06/15/2024. Today, maybe only today, this is the way to shoot 4x mosaics: center the Sun, defocus, use two layers of USPS plastic, gamma off, gain quite high (mostly to keep the flat from taking forever). Use the best 50 of 500 frames. Pseudo-flat each quarter, photomerge, pseudo-flat the output. ImPPG to deconvolve (probably a little too much, per usual) and brighten. Photoshop to finish. That worked. Today.

Click anything for a closer look.


4fd

4fd_col

A good flat is key, and the method described above worked best today. Aiming slightly away from the Sun through two layers of plastic with the telescope in focus also worked, though maybe not quite as well. If you don't want to defocus with an especially well-focused rig, try that. Even with the dual layer diffuser, aiming right at the Sun without defocusing had issues. However you take the flat, do NOT over-expose it, and when adjusting exposure for the solar quarters make sure that there are no detail-free hot-spots. The image during capture may be dimmer than you would really like. It's OK, really. You can fix that in post. Not a joke.

I also tried adding 10mm of extension and getting (just barely) a full-disk or easy 2x mosaic. Both results were crap and will not be seen here.



3x
Three frame mosaic (left, right, and center). Dusky to hold all tones with bright flaring.


Tracking was spot on today; the air was by turns excellent and mediocre. Since tracking was good and there were long cloud-free intervals, I tried back to back videos of a small flaring sunspot group using a very small ROI at high gain for short exposures both with FireCapture gamma set to 40 and with gamma off. The clips with modest gamma regularly produced better final images. It was close, but that result seemed unambiguous. (I don't have matched "best efforts" to show from today's session and life is too short to re-develop some for show and tell.) Use the gamma option! Watch and maximize the FireCapture display of unique brightness levels if you want reassurance that you're doing more good than harm when opting to enable gamma during capture.


Two frame mosaic (top and bottom).

I would not disagree if you looked at the image just above and told me that I over-sharpen, that I am too aggressive with deconvolution. Often more than a little.
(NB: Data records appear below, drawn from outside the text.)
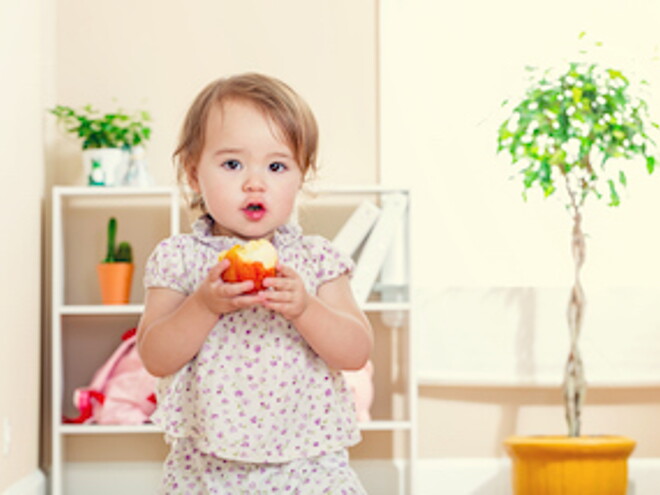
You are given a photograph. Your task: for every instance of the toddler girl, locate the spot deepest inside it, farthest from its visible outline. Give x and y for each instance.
(251, 397)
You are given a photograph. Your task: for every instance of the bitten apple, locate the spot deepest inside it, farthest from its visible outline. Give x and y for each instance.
(255, 260)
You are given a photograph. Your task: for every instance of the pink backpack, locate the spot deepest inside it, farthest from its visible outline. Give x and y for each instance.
(121, 391)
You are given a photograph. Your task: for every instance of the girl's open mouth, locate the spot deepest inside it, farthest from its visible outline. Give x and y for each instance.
(254, 211)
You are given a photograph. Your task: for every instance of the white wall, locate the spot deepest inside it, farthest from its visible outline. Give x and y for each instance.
(21, 191)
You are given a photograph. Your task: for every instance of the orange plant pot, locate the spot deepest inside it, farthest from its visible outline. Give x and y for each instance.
(115, 282)
(560, 465)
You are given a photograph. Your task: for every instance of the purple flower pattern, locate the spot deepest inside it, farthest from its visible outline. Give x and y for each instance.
(255, 391)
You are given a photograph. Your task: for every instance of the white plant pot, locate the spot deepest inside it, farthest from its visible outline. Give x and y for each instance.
(105, 166)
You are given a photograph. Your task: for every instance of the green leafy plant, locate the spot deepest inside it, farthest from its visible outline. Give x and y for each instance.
(122, 253)
(110, 130)
(578, 129)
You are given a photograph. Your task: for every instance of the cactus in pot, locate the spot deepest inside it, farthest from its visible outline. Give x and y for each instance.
(116, 270)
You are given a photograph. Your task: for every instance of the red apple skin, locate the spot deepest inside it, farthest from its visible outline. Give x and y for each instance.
(241, 269)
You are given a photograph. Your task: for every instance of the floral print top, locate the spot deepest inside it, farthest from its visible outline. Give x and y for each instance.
(255, 391)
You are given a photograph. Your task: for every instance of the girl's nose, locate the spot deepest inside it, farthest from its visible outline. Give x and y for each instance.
(254, 182)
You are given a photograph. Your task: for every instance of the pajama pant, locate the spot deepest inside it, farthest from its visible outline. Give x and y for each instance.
(188, 471)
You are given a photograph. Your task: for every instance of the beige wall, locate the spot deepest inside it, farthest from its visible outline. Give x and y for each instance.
(21, 189)
(158, 55)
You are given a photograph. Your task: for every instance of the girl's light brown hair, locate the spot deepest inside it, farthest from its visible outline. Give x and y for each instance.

I want those killer sharp thread-like details I see from larger telescopes, but they just aren't in there. Trying too hard introduces far more problems than it solves. So back off until more aperture is available. Here's an alternate treatment of the image just above:


easy

The differences are visible in the 720 pixel versions displayed, but in the 1440 pixel versions (click em), they're obvious, more so at full-rez. The second version is a clear winner.

This workflow differs in not abusing Lucy-Richardson deconvolution and relying more on Photoshop's straightforward sharpening algorithms. It's just an overall less ham-fisted process. From the AS!4 output, the second image was processed using USM, ImPPG (gently!), noise-reduction (mild!), sharpen, sharpen edges, resample down (smooth gradiants), sharpen (maybe with multiply and low weight), add contrast, then tweak tones with curves and levels. (Simple, right?) Anyway, the keys are reduced L-R and delayed noise reduction compared to prior bad habits.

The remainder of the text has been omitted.